Moroccan furniture dealer extends into Kenya

Published by:Andrew Miznerat 08/03/2022

Kitea Group has plans to expand through Sub-Saharan Africa, following the purchase of a majority stake in...

Kitea Group has plans to expand through Sub-Saharan Africa, following the purchase of a majority stake in Kenya’s Furniture Palace, a deal that involved Tana Africa Capital and an array of professional services firms.

Moroccan furniture company Kitea Group has bought a controlling stake in Kenyan retailer Furniture Palace with assistance from Johannesburg-headquartered private equity firm, Tana Africa Capital.

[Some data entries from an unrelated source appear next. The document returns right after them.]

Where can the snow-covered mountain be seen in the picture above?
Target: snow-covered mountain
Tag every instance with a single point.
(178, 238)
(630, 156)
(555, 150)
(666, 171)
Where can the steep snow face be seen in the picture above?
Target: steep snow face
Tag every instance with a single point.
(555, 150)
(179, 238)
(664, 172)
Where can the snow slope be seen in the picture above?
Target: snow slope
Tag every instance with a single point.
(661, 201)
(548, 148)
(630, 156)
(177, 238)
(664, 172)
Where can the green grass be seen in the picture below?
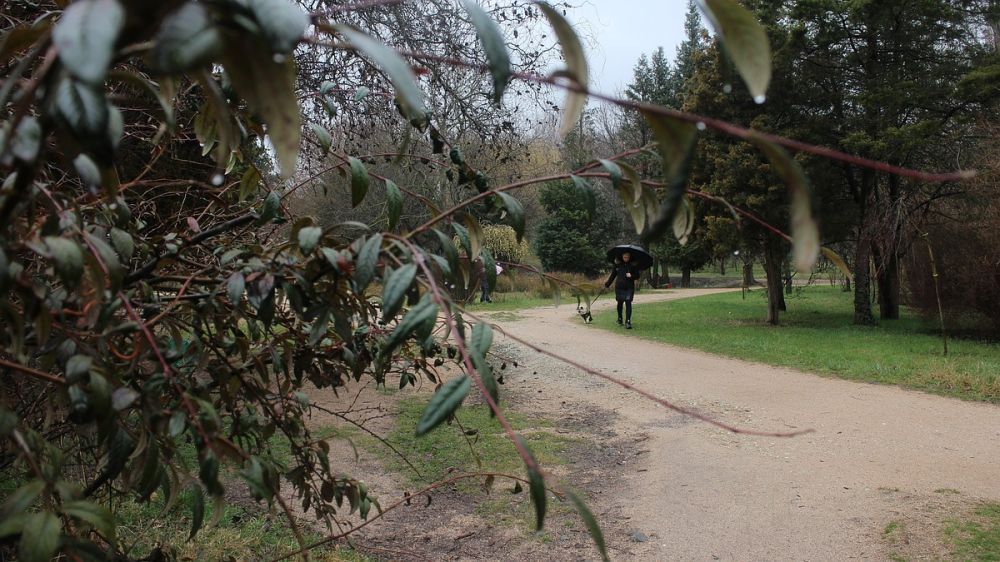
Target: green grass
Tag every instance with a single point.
(816, 334)
(979, 537)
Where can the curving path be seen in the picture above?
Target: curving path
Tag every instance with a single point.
(880, 457)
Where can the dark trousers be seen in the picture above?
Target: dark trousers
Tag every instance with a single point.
(628, 310)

Through the transaction, Kitea aims to buttress its position in Morocco and develop a broader, Africa-wide business.

Furniture Palace was founded in 2002 and has nine sites across Nairobi, Mombasa, and Eldoret, while Kitea was founded in 1993 and has 30 shops across 17 Moroccan cities, and franchise stores in Central Africa.

Kitea founder and chief executive Amine Benkirane said in a statement: “We hope to continue to leverage on the strong foundation and brand that has been built by the Furniture Palace founding shareholders and management, and to expand our offering and accumulated know-how to all Kenyan and East African consumers over the coming years.”

Moroccan furniture dealer extends into Kenya

Tana is owned by the South African Oppenheimer family, whose fortune originates with the De Beers diamond company, and Singapore state-owned investment company ek Holdings. The investment company has stakes in the consumer goods, retail, agribusiness, healthcare and education sectors across Africa.

Principal of the investment company, Robert Leke said: “Tana is pleased to support KITEA’s investment into Furniture Palace, delivering a world-class furniture retail experience and offering for consumers across Kenya and East Africa.”

Tana and Kitea were advised on the deal by lawyers from the Moroccan, Kenyan and South African offices of Asafo & Co, with advice on finance from Grant Thornton, commercial from Dalberg, real estate from Knight Frank and PR from Africa Matters.

Furniture Palace was advised by law firm ENSafrica.

Casablanca-based partners Patrick Larrivé and Benoit de Monval led Asafo & Co’s team, with associates Martin Van Box Som and Louis Raymond Gomes, Nairobi partner Ricardo Bernard, associates Yvette Akoth and Maxwell Mafubo, and Johannesburg antitrust director Nkonzo Hlatshwayo from Asafo & Lawtons, the South African legal operation formed by Asafo & Co and Lawtons.

Larrivé previously led a team which advised AfricInvest on the purchase of a stake in a Moroccan IT company in December and a West African solar deal in October, while the firm also acted on a January 2022 drilling deal in Senegal.

In a joint statement, Furniture Palace founder Noorali Manji and chief executive Rahul Haria said: “We believe there are many synergies and learnings that can be shared between” their company and Kitea. “Both companies […] have a common vision of building a Pan-African leader in furniture retail across Africa,” they continued.

Asafo & Co entered the United States in May 2021 and hired a securitisation lawyer in Paris last month.